Recently I mentioned to a few people that I was doing an
analysis on a Data Structure Graph. The immediate response was :
What is a Data Structure Graph?
The image shows a Data Structure Graph rendered for a fictional organization where the applications are the dots(Nodes), and the data transfers between the applications are the lines (Edges)
What is a Data Structure Graph?
The image shows a Data Structure Graph rendered for a fictional organization where the applications are the dots(Nodes), and the data transfers between the applications are the lines (Edges)
A Definition
A Data Structure Graph is a group of atomic entities that
are related to each other, stored in a repository, then moved from one
persistence layer to another, rendered as a Graph.

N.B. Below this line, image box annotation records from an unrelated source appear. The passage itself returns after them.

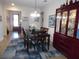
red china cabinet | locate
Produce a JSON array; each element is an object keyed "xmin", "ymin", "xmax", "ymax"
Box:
[{"xmin": 53, "ymin": 0, "xmax": 79, "ymax": 59}]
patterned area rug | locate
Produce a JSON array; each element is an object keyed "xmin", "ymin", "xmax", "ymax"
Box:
[{"xmin": 0, "ymin": 39, "xmax": 61, "ymax": 59}]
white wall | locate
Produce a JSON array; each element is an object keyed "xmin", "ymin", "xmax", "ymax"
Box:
[
  {"xmin": 43, "ymin": 0, "xmax": 65, "ymax": 41},
  {"xmin": 0, "ymin": 2, "xmax": 4, "ymax": 41}
]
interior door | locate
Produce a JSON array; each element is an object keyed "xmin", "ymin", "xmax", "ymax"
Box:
[{"xmin": 8, "ymin": 11, "xmax": 21, "ymax": 31}]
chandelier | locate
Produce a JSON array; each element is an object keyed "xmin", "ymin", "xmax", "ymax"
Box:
[{"xmin": 30, "ymin": 0, "xmax": 40, "ymax": 18}]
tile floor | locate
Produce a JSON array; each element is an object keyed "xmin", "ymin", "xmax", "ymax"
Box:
[{"xmin": 0, "ymin": 32, "xmax": 64, "ymax": 59}]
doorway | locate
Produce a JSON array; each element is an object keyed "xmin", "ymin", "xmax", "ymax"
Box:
[{"xmin": 8, "ymin": 10, "xmax": 21, "ymax": 31}]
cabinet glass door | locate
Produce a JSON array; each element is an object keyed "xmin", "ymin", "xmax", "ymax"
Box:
[
  {"xmin": 61, "ymin": 11, "xmax": 67, "ymax": 34},
  {"xmin": 56, "ymin": 13, "xmax": 61, "ymax": 32},
  {"xmin": 67, "ymin": 10, "xmax": 76, "ymax": 37}
]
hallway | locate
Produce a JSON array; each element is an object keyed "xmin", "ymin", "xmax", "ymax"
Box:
[{"xmin": 1, "ymin": 32, "xmax": 65, "ymax": 59}]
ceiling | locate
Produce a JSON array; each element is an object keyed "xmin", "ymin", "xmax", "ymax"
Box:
[{"xmin": 3, "ymin": 0, "xmax": 52, "ymax": 8}]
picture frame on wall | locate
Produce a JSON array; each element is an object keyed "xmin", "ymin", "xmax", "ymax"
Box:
[
  {"xmin": 0, "ymin": 16, "xmax": 2, "ymax": 22},
  {"xmin": 48, "ymin": 15, "xmax": 55, "ymax": 28}
]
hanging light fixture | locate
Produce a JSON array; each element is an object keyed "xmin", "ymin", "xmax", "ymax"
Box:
[{"xmin": 30, "ymin": 0, "xmax": 40, "ymax": 18}]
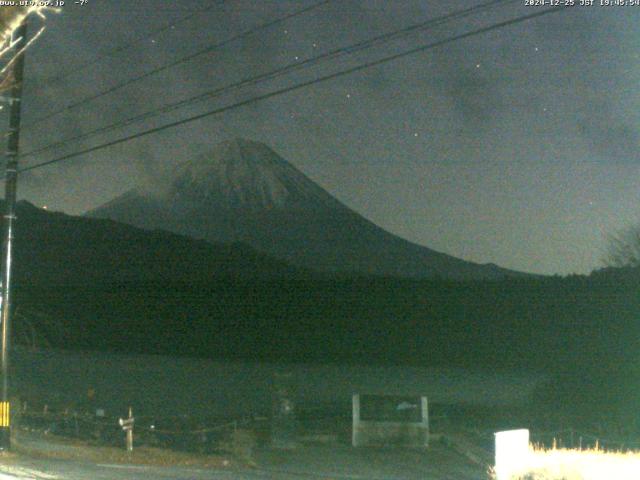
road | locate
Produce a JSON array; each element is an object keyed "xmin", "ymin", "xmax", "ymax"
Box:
[{"xmin": 0, "ymin": 446, "xmax": 488, "ymax": 480}]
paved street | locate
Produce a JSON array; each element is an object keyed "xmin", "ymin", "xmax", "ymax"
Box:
[{"xmin": 0, "ymin": 446, "xmax": 487, "ymax": 480}]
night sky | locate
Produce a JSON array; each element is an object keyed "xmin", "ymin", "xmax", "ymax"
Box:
[{"xmin": 8, "ymin": 0, "xmax": 640, "ymax": 274}]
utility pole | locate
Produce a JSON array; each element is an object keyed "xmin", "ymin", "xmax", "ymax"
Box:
[{"xmin": 0, "ymin": 20, "xmax": 27, "ymax": 450}]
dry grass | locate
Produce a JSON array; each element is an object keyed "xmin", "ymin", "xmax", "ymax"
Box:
[{"xmin": 498, "ymin": 448, "xmax": 640, "ymax": 480}]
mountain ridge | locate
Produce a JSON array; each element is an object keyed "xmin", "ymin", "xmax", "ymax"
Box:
[{"xmin": 85, "ymin": 139, "xmax": 528, "ymax": 279}]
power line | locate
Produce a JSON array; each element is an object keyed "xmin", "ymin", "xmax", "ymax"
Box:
[
  {"xmin": 28, "ymin": 0, "xmax": 225, "ymax": 90},
  {"xmin": 19, "ymin": 6, "xmax": 570, "ymax": 173},
  {"xmin": 22, "ymin": 0, "xmax": 332, "ymax": 131},
  {"xmin": 21, "ymin": 0, "xmax": 519, "ymax": 158}
]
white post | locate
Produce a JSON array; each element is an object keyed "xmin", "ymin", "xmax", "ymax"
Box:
[
  {"xmin": 495, "ymin": 428, "xmax": 529, "ymax": 480},
  {"xmin": 351, "ymin": 393, "xmax": 360, "ymax": 447}
]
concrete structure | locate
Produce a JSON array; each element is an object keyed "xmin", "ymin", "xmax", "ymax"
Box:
[{"xmin": 352, "ymin": 394, "xmax": 429, "ymax": 448}]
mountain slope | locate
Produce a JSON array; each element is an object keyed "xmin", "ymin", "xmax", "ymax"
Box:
[
  {"xmin": 6, "ymin": 202, "xmax": 298, "ymax": 286},
  {"xmin": 87, "ymin": 139, "xmax": 518, "ymax": 279}
]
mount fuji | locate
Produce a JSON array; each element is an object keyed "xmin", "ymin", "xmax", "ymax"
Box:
[{"xmin": 86, "ymin": 139, "xmax": 524, "ymax": 279}]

A group of atomic entities.
An atomic entity is an entity that cannot be broken down any
further. This Entity (Vertex) could be an application, or a table in a
database, or a document stored on a file system. These Entities are related to
each other through some mechanism (Edge), the mechanism could be a simple
foreign key, or transfer of a subset of data.
Related to each other.
For two entities to have a relationship means that one
entity refers to another entity. In a relational database example this is what
is called a foreign key. I have also seen cases where documents are related to
each other by having some type of business key in the title of the document
along with a prefix, or suffix indicating what type of document it represents.
Stored in a repository.
I use the term repository here because it is no longer the
case that all data is stored in a relational database. In the document case these could be simply
documents stored in a file server. For the case of an application, any
application that an enterprise relies on for its duties persists data in some
type of repository.
Moved from one persistence layer to another.
This is the portion of the definition, in general, where we make the transition from a Level 1 to
a Level 2 Data Structure Graph. Seldom in my experience is one application
sufficient to meet the needs of an entire organization. Data has to flow from
some systems to other systems. This is
generally where a Data Architect should have the most influence in an
organization. This portion of the definition is for data that has to move
between applications, then be persisted in the new application for some period
of time, for use-cases not originally designed as part of the application of
origin.
Rendered as a Graph.
Why do I say it is rendered as a Graph? In a number of
instances where I have worked as a data architect, more time was spent
discussing the layout of a diagram than the content of the diagram. On a recent
project I set out to change the discussion. Using some of the tools available
for Graph analysis, such as Gephi, NetworkX, and iGraph, along with the tenets
of graph theory along with a bit of data cleansing I was able to gather,
consolidate, render, and present data about the overall structure and
relationships of enterprise applications to my customer in a rapid fashion.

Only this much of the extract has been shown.